The Malpighian tubules and rectum of insects form a physiological complex that serves as the functional kidney at the organismal level. A primary urine is formed in the Malpighian tubules, followed by movement to the rectum where selective resorption of ions and water can take place. These secretion and resorption processes are responsible for maintaining osmotic balance between the intracellular and extracellular compartments.

In addition to maintaining osmotic balances, most organisms must also metabolize and eliminate the ammonia nitrogen that is formed by routine amino acid metabolism within cells. The normal dietary intake of protein by most animals is considerably different from ordinary protein needs. Typical diets provide amino acids in excess of the amounts required for synthesis of new protein, and often in quite different compositions. Cells are nearly always in the processes of protein turnover. This may not be an intuitively clear situation. We most often read about the nutritional importance of amino acids and proteins with respect to satisfying needs for essential amino acids. The point to be taken, however, is that dietary supplies of amino acids are rarely in optimal balance for protein synthesis within individual cells. Considerable levels of interconversions and other metabolic alterations of dietary amino acids follow from these imbalances between dietary supplies and instantaneous amino acid needs.

As in regulation of salt balance, it might be thought that insects regulate amino acid balance at the level of the alimentary tract, then just excrete unnecessary amino acids. There are cases where this sort of regulation does occur, but for the most part amino acids are transported across the midgut epithelium into the hemolymph, and thence to various body cells where diverse metabolic fates ensue.

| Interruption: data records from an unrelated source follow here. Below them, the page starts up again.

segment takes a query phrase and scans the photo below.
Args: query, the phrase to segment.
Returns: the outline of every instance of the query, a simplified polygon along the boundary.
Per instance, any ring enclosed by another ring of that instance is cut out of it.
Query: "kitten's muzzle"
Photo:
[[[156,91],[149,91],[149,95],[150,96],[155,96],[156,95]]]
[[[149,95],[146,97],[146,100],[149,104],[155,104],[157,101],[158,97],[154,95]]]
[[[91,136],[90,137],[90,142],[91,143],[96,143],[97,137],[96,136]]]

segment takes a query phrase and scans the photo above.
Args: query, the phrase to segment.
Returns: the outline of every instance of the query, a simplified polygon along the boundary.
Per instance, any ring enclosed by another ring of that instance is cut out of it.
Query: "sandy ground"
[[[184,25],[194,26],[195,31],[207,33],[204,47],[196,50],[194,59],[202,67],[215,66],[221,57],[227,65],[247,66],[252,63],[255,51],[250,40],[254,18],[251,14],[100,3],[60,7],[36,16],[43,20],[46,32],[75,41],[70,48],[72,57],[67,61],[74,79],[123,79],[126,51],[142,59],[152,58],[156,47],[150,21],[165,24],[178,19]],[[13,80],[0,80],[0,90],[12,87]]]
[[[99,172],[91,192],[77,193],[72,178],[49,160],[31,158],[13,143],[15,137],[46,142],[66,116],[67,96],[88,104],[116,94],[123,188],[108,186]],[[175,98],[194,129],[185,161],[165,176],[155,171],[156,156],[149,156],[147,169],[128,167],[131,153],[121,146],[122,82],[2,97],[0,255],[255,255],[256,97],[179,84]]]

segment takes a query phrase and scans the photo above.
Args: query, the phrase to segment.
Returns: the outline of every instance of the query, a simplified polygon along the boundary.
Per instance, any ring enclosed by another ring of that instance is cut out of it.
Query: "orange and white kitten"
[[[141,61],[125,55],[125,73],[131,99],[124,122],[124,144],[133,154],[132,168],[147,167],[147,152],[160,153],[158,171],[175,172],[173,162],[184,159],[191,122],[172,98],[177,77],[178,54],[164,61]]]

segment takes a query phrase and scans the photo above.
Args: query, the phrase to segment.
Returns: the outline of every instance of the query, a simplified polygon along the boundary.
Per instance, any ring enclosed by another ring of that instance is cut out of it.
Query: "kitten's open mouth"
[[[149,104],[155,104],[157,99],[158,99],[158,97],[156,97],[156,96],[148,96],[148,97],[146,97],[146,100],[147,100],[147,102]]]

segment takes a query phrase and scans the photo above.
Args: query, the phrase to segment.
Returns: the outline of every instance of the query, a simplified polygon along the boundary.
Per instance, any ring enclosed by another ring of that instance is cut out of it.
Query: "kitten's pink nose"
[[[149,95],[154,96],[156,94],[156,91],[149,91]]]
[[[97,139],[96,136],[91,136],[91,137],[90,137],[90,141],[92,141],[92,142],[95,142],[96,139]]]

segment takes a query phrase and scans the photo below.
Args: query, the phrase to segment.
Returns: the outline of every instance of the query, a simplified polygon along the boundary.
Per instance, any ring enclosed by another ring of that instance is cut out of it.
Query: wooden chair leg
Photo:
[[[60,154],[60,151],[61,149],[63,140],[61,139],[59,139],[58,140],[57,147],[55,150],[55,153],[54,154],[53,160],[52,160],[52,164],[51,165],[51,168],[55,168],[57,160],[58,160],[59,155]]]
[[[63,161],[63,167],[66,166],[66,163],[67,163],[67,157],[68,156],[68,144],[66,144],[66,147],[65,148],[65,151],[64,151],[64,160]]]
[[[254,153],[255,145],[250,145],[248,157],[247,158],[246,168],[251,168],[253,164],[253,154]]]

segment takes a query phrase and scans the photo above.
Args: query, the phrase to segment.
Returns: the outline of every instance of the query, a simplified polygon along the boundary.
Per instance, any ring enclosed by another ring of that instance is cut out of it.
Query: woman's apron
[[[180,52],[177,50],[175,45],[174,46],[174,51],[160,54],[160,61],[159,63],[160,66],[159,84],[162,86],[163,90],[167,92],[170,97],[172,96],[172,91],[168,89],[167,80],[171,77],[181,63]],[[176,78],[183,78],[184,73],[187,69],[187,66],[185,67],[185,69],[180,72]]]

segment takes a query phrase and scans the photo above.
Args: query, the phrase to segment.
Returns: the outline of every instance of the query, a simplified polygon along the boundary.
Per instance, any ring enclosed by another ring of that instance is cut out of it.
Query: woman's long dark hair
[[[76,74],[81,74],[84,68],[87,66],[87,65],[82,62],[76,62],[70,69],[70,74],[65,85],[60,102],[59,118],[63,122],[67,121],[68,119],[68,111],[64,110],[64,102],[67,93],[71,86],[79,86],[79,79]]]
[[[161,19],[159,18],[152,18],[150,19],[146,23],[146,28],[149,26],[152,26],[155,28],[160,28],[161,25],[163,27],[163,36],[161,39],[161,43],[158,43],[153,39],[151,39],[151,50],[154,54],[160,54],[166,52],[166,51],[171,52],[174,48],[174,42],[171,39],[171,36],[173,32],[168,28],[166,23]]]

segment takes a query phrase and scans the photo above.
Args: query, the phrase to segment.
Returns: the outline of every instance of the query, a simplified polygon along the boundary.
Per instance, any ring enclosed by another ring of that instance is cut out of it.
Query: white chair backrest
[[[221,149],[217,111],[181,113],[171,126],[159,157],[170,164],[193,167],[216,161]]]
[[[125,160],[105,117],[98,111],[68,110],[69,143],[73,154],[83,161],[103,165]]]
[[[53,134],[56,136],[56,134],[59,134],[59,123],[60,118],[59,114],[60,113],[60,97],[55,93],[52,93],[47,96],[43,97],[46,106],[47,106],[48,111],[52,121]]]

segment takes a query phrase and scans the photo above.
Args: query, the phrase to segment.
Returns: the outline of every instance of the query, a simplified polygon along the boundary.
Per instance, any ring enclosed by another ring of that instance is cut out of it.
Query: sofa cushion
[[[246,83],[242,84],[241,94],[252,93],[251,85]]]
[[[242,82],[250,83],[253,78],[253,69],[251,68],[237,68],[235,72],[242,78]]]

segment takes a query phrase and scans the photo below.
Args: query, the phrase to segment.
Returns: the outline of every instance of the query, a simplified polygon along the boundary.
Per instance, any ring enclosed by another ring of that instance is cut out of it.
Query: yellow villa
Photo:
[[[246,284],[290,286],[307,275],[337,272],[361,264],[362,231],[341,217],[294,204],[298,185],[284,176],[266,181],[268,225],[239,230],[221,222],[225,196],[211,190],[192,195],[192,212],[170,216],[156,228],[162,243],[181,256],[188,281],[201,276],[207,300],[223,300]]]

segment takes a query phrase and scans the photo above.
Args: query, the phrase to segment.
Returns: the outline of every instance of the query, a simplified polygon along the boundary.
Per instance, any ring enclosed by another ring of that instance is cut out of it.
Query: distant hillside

The protein amino acids have a backbone of two carbon atoms and at least one nitrogen atom. Amino acids are distinguished by an R group, where R stands for some side-chain that gives the individual amino acid its identity and particular chemical properties. Once the alpha-amino group is removed from the amino acid, by a metabolic process known as deamination, a carbon skeleton remains. The carbon skeleton can undergo a number of metabolic fates.

Possibilities include reamination, thereby becoming an amino acid again, and, alternatively, entering pathways of oxidative metabolism, mainly at various points in the glycolytic and Kreb's pathways. By entering these metabolic pathways, a potentially important energy source is not lost to the animal. Depending on the energy state of a cell, carbon skeletons from amino acids can be taken into a reverse of glycolysis called gluconeogenesis in which glucose can be made form non-carbohydrate precursors. The ultimate fates of the individual carbon skeletons from amino acids is often the domain of a nutrition course given over to "nutritional metabolism". Most of you will probably be taking such a course next spring.

We want to focus our attention on the alpha-amino group that is removed from amino acids prior to carbon metabolism. All amino acids have an alpha-amino group; some amino acids feature an amino group in the side chain as well as the alpha-amino group in the main skeleton.

Most of the protein amino acids undergo transamination reactions. The first figure illustrates a typical reaction. Here the amino acid alanine reacts with the Kreb's cycle intermediate alpha-keto-gluterate to yield the transamination product glutamate plus pyruvate. The central point is that the amino acid donates its amino group to something else. It does not just drop the nitrogen from the skeleton. The donation makes the remaining carbon skeleton available for other metabolic fates. All but two of the major amino acids are subject to transamination reactions. The next metabolic step, also shown in the figure, is the removal of the amino group, known as a deamination reaction. This step regenerates the alpha-keto-gluterate and releases free ammonia.

Just recently, in 1937, it was first suggested that these two events are elegantly combined within cells. The next figure shows the most general expression, which has been given the term transdeamination. First, in the cytosol the amino group is transferred from the amino acid to alpha-keto-gluterate, yielding a carbon skeleton and glutemate. As shown, this reaction most often occurs in cytosol, although there are transaminases within mitochondria. The glutamate then crosses the mitochrondrial membrane where the release of the ammonia group attends regeneration of alpha-keto-gluterate and the reduction of NAD+ to yield NADH + H+. Please note that we have another example of the biological significance of the vitamin niacin, again playing its essential role in electron transfer. This biochemistry has been most well studied, as usual, in various laboratory mammals. But it has also been worked out in a few of our own sorts of lab animals, namely, in the cockroach Periplaneta americana and the fruitfly Drosophila melanogaster. It has also been shown in the flight muscles of several other insects. The main point here is to appreciate the metabolic source of ammonia in insects.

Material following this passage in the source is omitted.